Mijares: Research shows consistent attendance is critical to a student’s academic success

This is a special time of year for educators.

desk-of-al-smallWhile a number of Orange County schools welcomed students back in August, September is the month when all of our campuses are officially back in session, each bustling with a mix of anticipation and extraordinary promise.

There are plenty of new faces, of course, as students advance grade levels, staff members change work sites and first-year educators embark on long and meaningful careers. We even have a handful of new superintendents in Orange County. Each brings stellar credentials and the passion to drive their respective districts to new heights.

Not coincidentally, September also happens to be Attendance Awareness Month, which is a good time to emphasize just how critically important it is for our students to avoid unnecessary absences throughout the year.

We know that children and teenagers can miss school for a variety of reasons. But chronic absenteeism continues to be alarmingly prevalent, particularly among low-income, homeless and transient student populations.

Our solutions should go beyond raising awareness. Schools and districts across the country must leverage proactive policies that effectively monitor trends, reward successes and build relationships with families. Through outreach and collaboration within our communities, we can remove some of the barriers that keep students off campus, including health issues and a lack of reliable transportation.

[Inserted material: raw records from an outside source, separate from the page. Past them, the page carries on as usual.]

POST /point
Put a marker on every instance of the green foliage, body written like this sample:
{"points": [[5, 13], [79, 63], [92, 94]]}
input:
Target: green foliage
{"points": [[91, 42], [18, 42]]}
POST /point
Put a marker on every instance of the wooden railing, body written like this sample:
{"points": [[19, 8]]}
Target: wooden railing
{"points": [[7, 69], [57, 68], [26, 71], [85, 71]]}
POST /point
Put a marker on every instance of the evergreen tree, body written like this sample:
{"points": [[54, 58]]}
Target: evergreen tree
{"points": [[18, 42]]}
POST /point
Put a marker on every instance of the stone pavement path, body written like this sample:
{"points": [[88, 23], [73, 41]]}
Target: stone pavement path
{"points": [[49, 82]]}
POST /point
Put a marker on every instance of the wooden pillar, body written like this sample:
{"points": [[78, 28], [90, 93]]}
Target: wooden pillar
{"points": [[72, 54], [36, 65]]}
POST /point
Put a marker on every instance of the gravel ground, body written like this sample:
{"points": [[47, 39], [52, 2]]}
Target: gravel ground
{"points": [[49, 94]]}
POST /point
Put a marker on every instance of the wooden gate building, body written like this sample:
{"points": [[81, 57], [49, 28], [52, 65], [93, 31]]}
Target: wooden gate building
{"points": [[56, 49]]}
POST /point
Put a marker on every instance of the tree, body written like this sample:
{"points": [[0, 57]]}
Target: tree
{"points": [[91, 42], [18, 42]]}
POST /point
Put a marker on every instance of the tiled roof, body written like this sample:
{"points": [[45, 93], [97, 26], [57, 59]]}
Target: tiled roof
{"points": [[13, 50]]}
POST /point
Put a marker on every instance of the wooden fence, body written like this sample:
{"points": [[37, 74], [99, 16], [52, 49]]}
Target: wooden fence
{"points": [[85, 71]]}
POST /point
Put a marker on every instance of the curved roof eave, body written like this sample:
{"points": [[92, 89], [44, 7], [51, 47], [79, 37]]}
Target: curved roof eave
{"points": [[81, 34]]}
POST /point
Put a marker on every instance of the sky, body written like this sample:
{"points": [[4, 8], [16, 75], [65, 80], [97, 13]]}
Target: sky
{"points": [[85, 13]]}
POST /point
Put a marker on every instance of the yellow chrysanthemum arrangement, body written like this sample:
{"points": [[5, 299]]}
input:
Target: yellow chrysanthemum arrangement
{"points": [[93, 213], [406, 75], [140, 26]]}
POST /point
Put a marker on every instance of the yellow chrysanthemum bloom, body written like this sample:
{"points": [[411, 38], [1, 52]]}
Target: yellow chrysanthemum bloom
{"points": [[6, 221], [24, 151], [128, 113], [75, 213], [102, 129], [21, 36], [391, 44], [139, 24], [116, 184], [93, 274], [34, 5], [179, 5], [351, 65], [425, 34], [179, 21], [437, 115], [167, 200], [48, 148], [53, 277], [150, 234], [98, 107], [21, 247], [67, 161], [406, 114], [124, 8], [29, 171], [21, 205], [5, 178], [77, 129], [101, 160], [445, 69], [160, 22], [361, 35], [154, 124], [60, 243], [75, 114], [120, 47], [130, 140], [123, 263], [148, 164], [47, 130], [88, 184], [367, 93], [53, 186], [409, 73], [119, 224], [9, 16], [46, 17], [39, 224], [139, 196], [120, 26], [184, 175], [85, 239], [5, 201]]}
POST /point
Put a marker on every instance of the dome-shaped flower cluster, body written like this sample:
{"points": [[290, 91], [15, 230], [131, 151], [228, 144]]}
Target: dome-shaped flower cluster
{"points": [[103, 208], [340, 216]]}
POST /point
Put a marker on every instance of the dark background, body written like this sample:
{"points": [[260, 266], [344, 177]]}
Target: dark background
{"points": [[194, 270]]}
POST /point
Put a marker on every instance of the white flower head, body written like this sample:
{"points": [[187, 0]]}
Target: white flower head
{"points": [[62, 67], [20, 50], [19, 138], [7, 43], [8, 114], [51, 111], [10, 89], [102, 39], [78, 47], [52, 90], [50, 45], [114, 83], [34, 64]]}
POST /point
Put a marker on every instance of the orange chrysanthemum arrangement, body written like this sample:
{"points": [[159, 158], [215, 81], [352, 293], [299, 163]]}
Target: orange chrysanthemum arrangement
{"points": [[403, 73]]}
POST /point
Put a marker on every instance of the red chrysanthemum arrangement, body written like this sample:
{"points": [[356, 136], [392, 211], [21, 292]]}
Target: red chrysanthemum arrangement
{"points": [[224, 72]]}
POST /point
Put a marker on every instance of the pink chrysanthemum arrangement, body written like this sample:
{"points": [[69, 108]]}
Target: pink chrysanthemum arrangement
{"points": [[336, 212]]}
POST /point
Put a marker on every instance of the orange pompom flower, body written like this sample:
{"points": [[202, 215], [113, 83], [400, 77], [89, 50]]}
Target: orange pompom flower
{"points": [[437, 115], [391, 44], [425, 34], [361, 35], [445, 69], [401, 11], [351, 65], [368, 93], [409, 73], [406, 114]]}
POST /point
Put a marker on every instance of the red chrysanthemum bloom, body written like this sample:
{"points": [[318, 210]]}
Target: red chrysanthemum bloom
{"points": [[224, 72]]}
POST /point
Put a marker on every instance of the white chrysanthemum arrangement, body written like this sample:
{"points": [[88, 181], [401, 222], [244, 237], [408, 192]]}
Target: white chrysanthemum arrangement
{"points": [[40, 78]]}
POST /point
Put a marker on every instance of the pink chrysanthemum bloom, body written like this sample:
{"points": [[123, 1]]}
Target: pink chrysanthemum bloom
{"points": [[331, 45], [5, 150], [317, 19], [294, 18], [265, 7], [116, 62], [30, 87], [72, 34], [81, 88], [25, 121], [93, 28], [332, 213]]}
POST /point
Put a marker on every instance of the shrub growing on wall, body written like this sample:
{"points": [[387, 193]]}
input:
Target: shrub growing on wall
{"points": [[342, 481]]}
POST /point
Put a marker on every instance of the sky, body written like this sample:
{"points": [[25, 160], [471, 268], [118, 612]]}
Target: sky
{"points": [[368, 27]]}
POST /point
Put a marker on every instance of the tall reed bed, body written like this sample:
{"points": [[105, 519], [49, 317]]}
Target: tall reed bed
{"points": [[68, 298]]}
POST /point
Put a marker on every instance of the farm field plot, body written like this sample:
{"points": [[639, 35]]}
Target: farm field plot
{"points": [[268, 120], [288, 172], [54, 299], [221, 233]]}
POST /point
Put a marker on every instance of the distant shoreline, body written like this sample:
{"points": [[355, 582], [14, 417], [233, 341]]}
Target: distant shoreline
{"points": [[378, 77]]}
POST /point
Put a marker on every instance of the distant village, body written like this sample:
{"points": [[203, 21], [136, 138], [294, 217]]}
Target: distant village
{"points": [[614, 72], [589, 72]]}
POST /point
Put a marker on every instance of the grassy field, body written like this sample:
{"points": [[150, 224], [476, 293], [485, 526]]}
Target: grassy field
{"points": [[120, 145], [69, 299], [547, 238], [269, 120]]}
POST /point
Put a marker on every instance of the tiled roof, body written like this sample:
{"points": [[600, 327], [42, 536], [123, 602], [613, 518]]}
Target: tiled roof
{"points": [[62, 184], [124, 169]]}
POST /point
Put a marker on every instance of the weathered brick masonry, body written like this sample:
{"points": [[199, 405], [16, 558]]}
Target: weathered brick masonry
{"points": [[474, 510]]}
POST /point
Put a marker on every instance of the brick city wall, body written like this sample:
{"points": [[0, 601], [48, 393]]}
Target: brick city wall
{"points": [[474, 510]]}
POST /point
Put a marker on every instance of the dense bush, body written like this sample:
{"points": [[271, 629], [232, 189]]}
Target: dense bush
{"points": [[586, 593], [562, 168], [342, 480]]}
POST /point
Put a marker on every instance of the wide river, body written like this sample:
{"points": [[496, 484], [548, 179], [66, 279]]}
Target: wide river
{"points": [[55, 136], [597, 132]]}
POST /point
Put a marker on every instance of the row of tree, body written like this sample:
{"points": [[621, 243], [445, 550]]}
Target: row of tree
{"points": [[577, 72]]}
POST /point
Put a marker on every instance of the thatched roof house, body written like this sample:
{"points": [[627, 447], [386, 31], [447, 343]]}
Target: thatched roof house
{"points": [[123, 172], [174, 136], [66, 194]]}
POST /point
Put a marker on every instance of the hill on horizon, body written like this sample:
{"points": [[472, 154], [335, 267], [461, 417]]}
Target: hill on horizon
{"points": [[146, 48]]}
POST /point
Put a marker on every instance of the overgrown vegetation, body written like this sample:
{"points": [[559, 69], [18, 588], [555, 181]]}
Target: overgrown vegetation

Getting off to a good start is key. According to Attendance Works, an initiative that promotes school attendance policies and practices, approximately half of all students who are absent just two to four days in September will miss nearly a month of school during the year. Unfortunately, an estimated 5 million to 7.5 million U.S. students will do just that, compromising their access to a quality education.

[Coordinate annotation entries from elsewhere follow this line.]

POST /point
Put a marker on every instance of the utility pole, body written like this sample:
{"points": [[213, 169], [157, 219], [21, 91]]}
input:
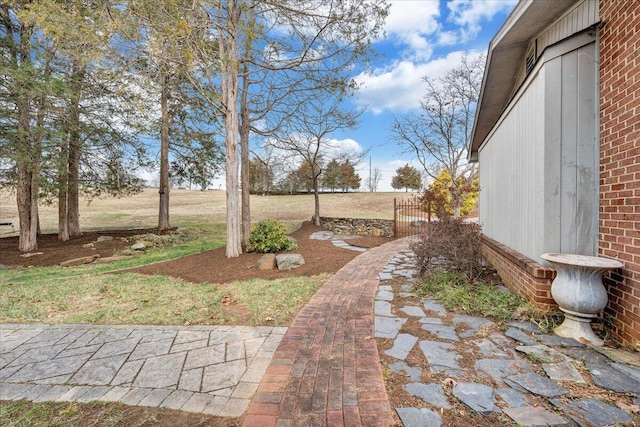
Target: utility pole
{"points": [[370, 182]]}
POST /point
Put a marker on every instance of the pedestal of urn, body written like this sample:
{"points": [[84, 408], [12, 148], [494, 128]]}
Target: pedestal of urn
{"points": [[579, 292]]}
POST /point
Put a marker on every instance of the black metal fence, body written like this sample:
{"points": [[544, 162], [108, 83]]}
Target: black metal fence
{"points": [[410, 217]]}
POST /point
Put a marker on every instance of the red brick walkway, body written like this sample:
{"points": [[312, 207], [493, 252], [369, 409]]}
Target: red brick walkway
{"points": [[326, 370]]}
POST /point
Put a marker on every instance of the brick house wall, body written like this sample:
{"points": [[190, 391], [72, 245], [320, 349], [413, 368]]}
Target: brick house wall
{"points": [[619, 228]]}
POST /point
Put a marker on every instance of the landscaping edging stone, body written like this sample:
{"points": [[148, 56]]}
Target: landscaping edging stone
{"points": [[359, 226]]}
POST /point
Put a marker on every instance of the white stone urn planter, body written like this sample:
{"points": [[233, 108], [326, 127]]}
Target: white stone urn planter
{"points": [[579, 292]]}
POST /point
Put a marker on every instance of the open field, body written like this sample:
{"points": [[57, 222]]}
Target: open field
{"points": [[54, 294], [190, 207]]}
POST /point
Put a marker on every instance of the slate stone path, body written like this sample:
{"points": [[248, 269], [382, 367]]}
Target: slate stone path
{"points": [[205, 369], [502, 379]]}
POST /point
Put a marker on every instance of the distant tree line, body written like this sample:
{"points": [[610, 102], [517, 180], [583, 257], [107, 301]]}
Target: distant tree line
{"points": [[274, 178], [90, 89]]}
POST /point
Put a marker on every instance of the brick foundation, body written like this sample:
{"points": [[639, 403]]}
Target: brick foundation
{"points": [[520, 274], [620, 163]]}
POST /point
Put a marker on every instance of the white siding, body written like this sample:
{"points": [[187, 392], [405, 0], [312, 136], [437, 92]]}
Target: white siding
{"points": [[581, 17], [512, 174], [539, 165]]}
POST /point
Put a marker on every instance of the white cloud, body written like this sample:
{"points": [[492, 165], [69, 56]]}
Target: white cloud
{"points": [[410, 23], [447, 38], [469, 14], [400, 87], [387, 170], [335, 147]]}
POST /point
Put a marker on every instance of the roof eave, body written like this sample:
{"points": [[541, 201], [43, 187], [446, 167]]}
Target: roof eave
{"points": [[505, 55]]}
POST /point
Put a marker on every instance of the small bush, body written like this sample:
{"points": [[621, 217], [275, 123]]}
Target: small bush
{"points": [[456, 294], [269, 236], [451, 243]]}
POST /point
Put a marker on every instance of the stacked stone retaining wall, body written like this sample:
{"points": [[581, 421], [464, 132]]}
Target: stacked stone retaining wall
{"points": [[359, 226]]}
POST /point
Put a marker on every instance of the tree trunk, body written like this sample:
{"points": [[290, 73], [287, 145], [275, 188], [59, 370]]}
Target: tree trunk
{"points": [[244, 159], [229, 75], [28, 163], [63, 190], [163, 211], [73, 198], [316, 198]]}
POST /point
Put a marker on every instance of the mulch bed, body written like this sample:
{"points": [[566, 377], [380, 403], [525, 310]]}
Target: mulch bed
{"points": [[211, 266]]}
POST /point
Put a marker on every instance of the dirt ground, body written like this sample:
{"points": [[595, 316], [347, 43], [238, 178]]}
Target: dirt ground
{"points": [[211, 266]]}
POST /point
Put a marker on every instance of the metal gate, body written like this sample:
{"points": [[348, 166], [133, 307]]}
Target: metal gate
{"points": [[410, 217]]}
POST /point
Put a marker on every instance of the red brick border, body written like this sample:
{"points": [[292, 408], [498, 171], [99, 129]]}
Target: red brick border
{"points": [[326, 370], [521, 274]]}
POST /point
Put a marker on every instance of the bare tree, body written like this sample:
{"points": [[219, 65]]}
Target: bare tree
{"points": [[306, 137], [374, 179], [439, 135], [264, 49]]}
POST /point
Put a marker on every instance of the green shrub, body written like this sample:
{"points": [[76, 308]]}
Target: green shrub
{"points": [[269, 236]]}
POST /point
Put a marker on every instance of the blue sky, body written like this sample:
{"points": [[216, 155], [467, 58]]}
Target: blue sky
{"points": [[423, 37]]}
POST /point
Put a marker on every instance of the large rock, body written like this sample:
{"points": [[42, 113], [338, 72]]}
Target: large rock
{"points": [[289, 261], [140, 246], [266, 262], [79, 261]]}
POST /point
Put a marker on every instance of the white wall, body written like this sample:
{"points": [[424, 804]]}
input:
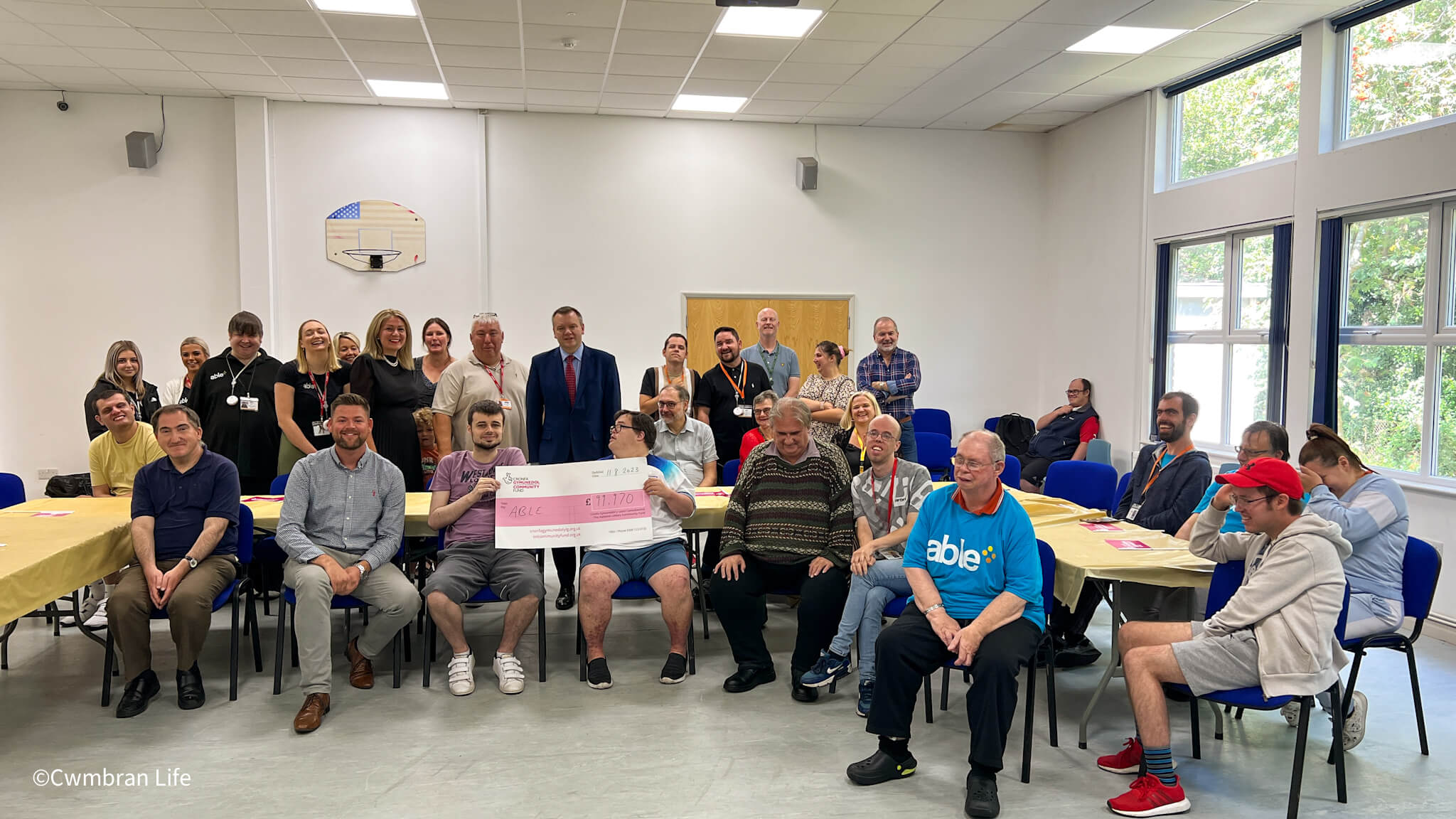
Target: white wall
{"points": [[619, 216], [97, 251]]}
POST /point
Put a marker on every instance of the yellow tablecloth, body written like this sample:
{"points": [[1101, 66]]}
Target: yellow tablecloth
{"points": [[44, 559]]}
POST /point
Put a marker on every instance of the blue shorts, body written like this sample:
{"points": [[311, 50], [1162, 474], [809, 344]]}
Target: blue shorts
{"points": [[640, 564]]}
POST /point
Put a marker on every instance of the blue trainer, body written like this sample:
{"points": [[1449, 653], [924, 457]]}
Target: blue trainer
{"points": [[867, 694], [829, 668]]}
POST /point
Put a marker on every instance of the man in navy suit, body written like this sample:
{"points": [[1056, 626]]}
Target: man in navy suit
{"points": [[571, 397]]}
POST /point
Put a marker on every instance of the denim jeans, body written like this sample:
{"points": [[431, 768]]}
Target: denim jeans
{"points": [[868, 596]]}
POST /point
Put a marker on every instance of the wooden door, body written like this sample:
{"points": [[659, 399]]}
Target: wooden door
{"points": [[803, 324]]}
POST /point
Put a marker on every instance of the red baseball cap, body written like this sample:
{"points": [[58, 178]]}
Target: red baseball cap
{"points": [[1265, 473]]}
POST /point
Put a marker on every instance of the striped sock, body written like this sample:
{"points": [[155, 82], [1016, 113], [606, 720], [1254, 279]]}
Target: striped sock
{"points": [[1161, 764]]}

Additional research compiled by Attendance Works suggests frequent absences can strongly influence whether children will read proficiently by the end of the third grade. By grade six, poor attendance emerges as a leading indicator that a student will drop out of high school.

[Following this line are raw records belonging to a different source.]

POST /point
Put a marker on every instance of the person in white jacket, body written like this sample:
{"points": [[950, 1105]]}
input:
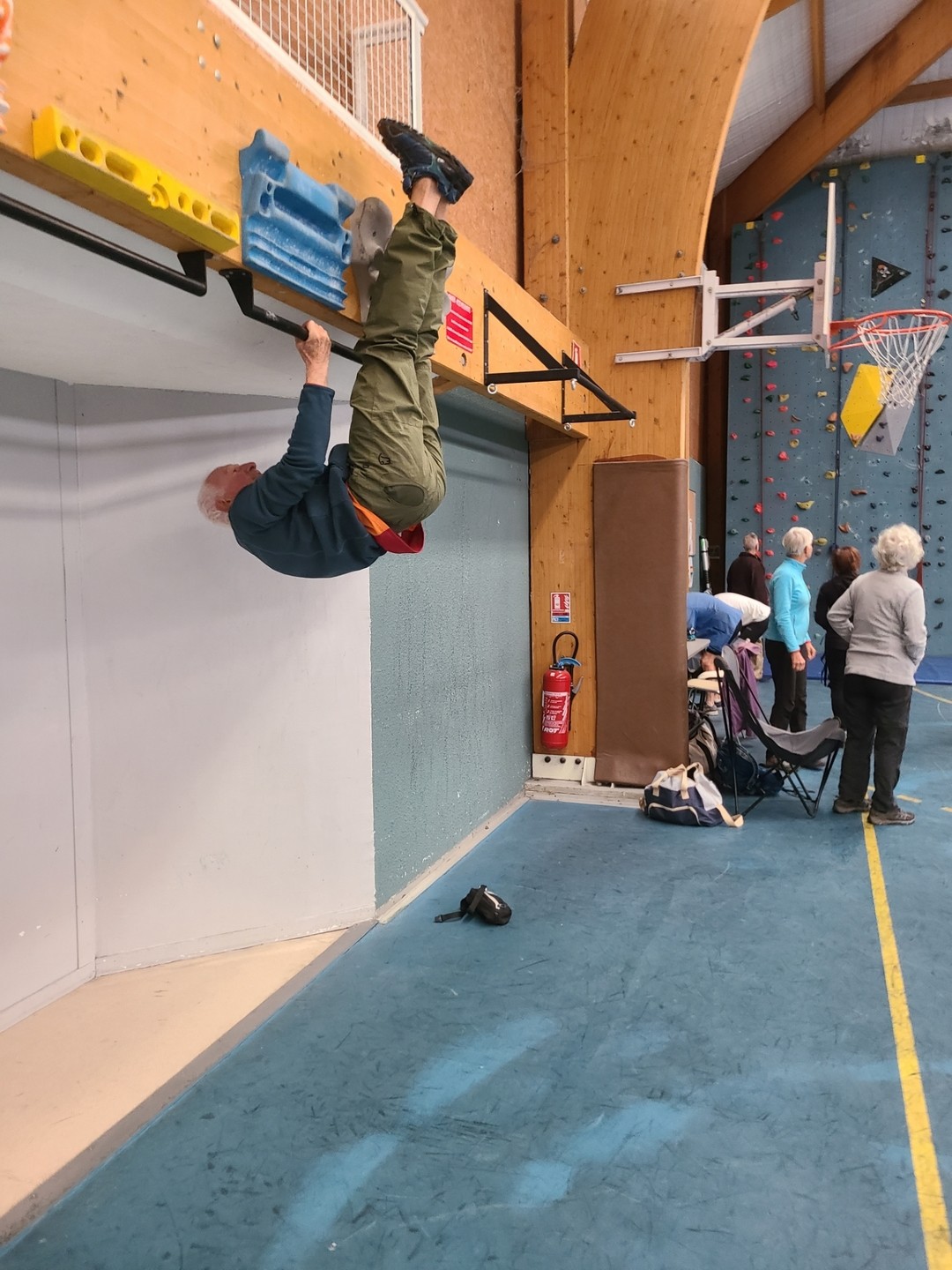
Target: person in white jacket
{"points": [[882, 620]]}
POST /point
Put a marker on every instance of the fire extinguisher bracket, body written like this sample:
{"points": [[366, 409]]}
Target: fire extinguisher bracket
{"points": [[557, 693]]}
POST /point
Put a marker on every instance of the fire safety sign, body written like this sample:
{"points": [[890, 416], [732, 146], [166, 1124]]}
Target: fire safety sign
{"points": [[562, 606]]}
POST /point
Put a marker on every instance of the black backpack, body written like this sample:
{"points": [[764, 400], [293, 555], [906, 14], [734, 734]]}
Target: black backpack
{"points": [[484, 903]]}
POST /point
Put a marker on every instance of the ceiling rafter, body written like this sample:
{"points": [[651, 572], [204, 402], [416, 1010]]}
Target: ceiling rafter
{"points": [[818, 54], [913, 45], [932, 92]]}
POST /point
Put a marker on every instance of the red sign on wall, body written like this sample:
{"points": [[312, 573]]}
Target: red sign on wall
{"points": [[562, 606], [460, 323]]}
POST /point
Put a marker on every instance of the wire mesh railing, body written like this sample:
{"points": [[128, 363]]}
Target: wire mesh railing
{"points": [[362, 55]]}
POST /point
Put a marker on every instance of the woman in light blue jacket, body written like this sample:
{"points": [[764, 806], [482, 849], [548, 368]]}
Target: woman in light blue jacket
{"points": [[787, 638]]}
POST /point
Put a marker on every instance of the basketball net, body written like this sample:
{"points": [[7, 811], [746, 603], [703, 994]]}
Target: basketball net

By contrast, students can improve academically and better their chances of graduating if we can help them get to school on time each day.

With a new year comes new challenges, but it also presents new opportunities for greatness. In Orange County, we have the people and resources to take our game to the next level and to make good on our vision of leading the nation in college and career readiness and success.

Making sure our kids are in class and ready to learn is the first step.